2.4 Quel est le but du présent guide?

La norme nationale de biosécurité a établi un ensemble de lignes directrices et de recommandations pour vous aider dans l'élaboration d'un plan de biosécurité afin de réduire le risque de maladie pour vos chevaux ou ceux qui relèvent de votre responsabilité. Le présent guide fournit plus de détails et les outils pour réaliser et mettre en œuvre les éléments de biosécurité de la norme. Ceci aidera à maintenir la maladie à distance de votre troupeau et des troupeaux voisins.
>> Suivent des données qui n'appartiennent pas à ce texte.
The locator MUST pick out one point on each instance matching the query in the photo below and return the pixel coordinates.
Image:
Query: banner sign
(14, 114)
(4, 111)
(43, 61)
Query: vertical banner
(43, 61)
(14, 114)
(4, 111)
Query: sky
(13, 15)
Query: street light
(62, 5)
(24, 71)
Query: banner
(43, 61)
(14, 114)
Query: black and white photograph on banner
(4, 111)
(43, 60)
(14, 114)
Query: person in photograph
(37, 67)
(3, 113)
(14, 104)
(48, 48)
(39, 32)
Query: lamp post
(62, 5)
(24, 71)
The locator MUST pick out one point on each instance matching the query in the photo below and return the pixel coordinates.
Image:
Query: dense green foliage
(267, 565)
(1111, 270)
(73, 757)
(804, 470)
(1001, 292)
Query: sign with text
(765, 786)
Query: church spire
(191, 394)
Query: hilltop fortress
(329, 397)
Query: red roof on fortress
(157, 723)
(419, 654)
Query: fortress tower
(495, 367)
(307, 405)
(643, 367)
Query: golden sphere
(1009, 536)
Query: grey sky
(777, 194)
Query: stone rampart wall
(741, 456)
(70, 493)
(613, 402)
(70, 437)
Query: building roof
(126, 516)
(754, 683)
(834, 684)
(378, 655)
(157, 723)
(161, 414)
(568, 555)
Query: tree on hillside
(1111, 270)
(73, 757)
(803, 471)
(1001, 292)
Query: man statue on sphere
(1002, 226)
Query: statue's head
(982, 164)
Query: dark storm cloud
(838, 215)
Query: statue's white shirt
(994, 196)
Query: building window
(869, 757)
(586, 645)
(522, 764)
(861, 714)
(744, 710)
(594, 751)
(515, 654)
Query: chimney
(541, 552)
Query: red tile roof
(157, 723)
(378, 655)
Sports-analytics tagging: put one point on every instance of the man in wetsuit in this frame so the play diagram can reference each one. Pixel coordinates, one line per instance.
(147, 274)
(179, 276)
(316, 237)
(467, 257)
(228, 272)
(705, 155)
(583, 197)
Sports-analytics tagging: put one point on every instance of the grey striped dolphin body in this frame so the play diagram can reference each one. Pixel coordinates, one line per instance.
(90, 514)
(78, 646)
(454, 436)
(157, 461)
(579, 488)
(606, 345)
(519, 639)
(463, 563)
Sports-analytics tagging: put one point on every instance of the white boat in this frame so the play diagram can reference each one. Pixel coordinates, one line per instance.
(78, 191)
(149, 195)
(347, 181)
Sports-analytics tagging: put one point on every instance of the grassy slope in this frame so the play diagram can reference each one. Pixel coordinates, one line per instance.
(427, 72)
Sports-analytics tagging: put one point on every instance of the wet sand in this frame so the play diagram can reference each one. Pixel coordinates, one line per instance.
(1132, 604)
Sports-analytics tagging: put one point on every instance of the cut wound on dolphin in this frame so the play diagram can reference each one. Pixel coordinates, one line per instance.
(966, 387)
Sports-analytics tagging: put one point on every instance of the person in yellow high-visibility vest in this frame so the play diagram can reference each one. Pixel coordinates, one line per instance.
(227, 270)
Soyez un bon voisin - Utiliser la biosécurité pour empêcher la propagation de maladies.

2.5 Organisation du guide

Le guide suit le modèle d'organisation de la norme comprend sept composantes de biosécurité ce qui dote les exploitations et les sites de rassemblement d'un programme de biosécurité approfondi :

  1. Élaboration de votre plan de biosécurité : l'outil d'autoévaluation
  2. Surveillance et maintien de la santé animale et intervention face aux maladies
  3. Acquisition de chevaux, retour de chevaux, chevaux en visite, déplacements et transports
  4. Gestion de l'accès
  5. Gestion de l'exploitation et du site de rassemblement
  6. Sensibilisation, éducation et formation de biosécurité
  7. Emplacement, conception et aménagement d'une exploitation ou d'un site de rassemblement et rénovations d'une propriété existante

Pour chaque composante de biosécurité, un objectif général est établi, appuyé par un certain nombre de pratiques recommandées afin de fournir l'orientation générale pour la réduction des risques de transmission de maladies. Le propriétaire d'un seul cheval qui quitte rarement une propriété isolée est confronté à des défis en matière de biosécurité différents par rapport aux propriétaires ou aux gardiens de chevaux et aux gestionnaires d'une pension ou d'une piste de course achalandée. Certains aspects des recommandations portant sur la biosécurité se divisent en deux groupes : petites exploitations et sites de rassemblement et grands sites de rassemblement (qui comprennent, sans toutefois s'y limiter, les sites de rassemblement accueillant des événements et les pistes de course).